Schools will only be allowed to hire tutoring organisations pre-approved by the Department for Education under the National Tutoring Programme from September.
Guidance issued by the department earlier this month revealed the change to funding conditions for the school-led tutoring route.
This year, schools using the NTP through the school-led route were allowed to use any private tutoring organisation they wanted.
Previous guidance only stipulated that leaders to use their “professional judgment” and checks providers could “meet the needs of their pupils”.
But from September, using an external organisation to provide tutors will now be covered by the same rules as the tuition partners route.
Under this pathway, schools are only allowed to spend their funding on “quality assured” external organisations that are listed on the DfE’s new Find a Tuition Partner service.
The rule will only apply to external organisations however, leaving schools free to hire any individual tutors they wish.
When approached for comment, the DfE said schools could still hire external organisations, but only if they were on its list of accredited providers.
Ben Gadsby, head of policy and research at youth charity Impetus, welcomed the move, describing it as closing a “loophole that enabled potentially sub-standard tuition through the net”.

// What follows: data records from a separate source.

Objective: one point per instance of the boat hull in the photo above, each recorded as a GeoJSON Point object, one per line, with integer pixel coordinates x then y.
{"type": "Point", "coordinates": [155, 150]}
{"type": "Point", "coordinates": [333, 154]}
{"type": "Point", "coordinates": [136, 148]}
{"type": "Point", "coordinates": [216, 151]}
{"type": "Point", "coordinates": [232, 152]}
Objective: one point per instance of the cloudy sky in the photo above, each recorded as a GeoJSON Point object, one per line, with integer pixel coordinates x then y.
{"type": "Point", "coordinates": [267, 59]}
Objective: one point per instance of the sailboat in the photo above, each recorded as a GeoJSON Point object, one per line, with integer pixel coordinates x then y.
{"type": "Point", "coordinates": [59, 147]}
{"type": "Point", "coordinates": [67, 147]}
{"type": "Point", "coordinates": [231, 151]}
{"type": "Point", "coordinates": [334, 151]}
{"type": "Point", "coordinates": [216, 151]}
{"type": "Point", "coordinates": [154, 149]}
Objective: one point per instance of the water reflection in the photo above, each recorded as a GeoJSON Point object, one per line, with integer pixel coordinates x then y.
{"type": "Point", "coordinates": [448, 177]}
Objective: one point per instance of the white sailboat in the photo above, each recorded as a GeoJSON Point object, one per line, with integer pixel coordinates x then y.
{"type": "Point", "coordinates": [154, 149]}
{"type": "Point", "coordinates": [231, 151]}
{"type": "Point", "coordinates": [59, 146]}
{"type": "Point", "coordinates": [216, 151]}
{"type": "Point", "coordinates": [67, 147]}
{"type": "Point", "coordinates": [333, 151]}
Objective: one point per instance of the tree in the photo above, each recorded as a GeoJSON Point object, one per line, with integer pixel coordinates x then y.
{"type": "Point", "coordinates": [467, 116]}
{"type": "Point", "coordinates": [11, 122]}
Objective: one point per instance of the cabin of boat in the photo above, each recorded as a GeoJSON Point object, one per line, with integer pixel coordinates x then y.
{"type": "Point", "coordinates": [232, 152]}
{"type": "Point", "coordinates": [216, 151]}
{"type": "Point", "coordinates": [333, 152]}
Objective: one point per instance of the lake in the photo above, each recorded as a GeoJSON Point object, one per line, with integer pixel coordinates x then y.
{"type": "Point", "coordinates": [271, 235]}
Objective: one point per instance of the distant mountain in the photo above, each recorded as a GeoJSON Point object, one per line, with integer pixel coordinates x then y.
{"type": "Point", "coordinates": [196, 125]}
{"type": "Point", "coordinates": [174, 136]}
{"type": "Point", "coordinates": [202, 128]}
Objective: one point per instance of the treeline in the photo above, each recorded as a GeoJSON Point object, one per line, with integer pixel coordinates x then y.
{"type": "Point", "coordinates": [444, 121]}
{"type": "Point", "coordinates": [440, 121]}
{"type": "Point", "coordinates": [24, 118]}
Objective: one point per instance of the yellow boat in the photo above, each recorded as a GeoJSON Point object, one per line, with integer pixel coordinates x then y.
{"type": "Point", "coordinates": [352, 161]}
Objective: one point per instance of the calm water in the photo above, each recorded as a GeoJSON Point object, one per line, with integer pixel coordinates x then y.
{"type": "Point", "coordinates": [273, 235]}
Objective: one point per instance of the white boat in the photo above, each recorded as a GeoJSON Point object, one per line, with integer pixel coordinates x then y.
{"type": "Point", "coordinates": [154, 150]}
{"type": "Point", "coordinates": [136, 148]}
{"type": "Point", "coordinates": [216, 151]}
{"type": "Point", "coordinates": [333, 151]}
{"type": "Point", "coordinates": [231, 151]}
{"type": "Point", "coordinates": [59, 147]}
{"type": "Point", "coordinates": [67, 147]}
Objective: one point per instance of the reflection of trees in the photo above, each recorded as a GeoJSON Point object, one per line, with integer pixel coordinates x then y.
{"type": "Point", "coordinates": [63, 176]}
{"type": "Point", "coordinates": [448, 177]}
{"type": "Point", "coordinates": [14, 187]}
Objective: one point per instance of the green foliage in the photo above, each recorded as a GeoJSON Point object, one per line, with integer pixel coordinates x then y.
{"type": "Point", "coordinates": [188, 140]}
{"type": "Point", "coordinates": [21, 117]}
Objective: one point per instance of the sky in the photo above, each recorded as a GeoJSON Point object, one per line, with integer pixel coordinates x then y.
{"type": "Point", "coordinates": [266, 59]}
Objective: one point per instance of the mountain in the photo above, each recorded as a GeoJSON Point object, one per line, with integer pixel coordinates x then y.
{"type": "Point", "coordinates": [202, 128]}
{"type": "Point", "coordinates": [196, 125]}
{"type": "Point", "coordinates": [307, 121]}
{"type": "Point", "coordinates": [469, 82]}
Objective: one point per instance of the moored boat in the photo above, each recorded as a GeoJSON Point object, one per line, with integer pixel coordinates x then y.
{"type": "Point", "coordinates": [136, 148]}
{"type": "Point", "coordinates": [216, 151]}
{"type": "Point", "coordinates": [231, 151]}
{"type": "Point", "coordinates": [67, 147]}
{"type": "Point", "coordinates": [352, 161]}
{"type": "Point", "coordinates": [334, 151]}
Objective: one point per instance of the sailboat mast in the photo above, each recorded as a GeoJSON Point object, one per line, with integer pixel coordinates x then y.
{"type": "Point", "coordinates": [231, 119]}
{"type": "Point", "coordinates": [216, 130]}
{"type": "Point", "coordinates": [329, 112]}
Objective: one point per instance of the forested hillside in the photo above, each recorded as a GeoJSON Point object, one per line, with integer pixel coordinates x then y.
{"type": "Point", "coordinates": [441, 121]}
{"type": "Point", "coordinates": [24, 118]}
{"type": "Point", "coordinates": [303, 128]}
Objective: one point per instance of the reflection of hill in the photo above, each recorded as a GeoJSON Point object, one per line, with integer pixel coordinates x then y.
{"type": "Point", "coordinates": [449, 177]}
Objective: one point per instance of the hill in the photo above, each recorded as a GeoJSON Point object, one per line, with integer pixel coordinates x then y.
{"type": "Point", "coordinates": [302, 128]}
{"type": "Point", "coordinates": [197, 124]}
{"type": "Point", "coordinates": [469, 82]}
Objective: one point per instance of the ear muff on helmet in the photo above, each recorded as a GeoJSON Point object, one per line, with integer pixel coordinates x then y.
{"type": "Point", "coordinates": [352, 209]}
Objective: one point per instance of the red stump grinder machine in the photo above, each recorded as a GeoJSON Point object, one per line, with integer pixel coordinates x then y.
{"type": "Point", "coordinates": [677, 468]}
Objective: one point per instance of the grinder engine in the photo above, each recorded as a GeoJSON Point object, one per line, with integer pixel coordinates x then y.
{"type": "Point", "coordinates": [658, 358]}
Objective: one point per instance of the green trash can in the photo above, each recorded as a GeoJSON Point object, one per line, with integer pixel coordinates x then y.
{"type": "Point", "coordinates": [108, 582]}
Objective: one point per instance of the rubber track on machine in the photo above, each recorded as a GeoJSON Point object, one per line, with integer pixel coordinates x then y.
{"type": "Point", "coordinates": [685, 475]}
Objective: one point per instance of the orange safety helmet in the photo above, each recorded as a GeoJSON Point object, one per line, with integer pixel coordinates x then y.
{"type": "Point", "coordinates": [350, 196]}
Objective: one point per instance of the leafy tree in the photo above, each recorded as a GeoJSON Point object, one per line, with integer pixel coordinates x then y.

“But we need more high quality accredited tuition partners. The government should fund a capability building programme as part of the National Tutoring Programme, to support those organisations that fall short of the quality standards to improve their practice,” he added.
“This will help ensure that every school has access to the high quality tuition their pupils need.”
Three firms appointed to support tutoring
The DfE announced earlier this year that £349 million in tutoring funding will be handed directly to schools from September to decide how to spend.
It follows very low take-up of the tuition partners route, with schools opting instead to arrange their own tutoring.
The tuition partners and academic mentors arms of the NTP will continue next year, albeit at a much smaller scale, with three firms appointed this week to support the scheme.
Tribal Group PLC, a multinational provider of education software, won the quality assurance part of the deal that applies to the NTP tuition partner pillar. The government said it would “ensure schools can have confidence in the quality of tutoring”.
Meanwhile, the not-for-profit Education Development Trust will provide training services to tutors and academic mentors, and Global consultancy firm Cognition Education will be responsible for recruiting and deploying academic mentors.
Limited take-up through tuition partners route
The latest figures published by the DfE this week showed that the majority of schools taking up the NTP chose the school-led tutoring route.
Of the 1,781,946 courses started this academic year, 80 per cent, or 1,433,793 were through school-led tutoring. Meanwhile, 11 per cent, or 200,835 were via NTP tuition partners, despite them initially being proffered as the main focus of the programme.
The scheme itself is below target by more than 200,000 courses, with ministers previously promising two million course starts this academic year.
Earlier this year, the DfE announced an overhaul of its flagship catch-up programme, axing the under-fire HR firm Randstad from its helm.
The provider oversaw a sluggish start to the scheme, with many schools choosing to organise their own provision rather than through the tuition partners pillar previously coordinated by them.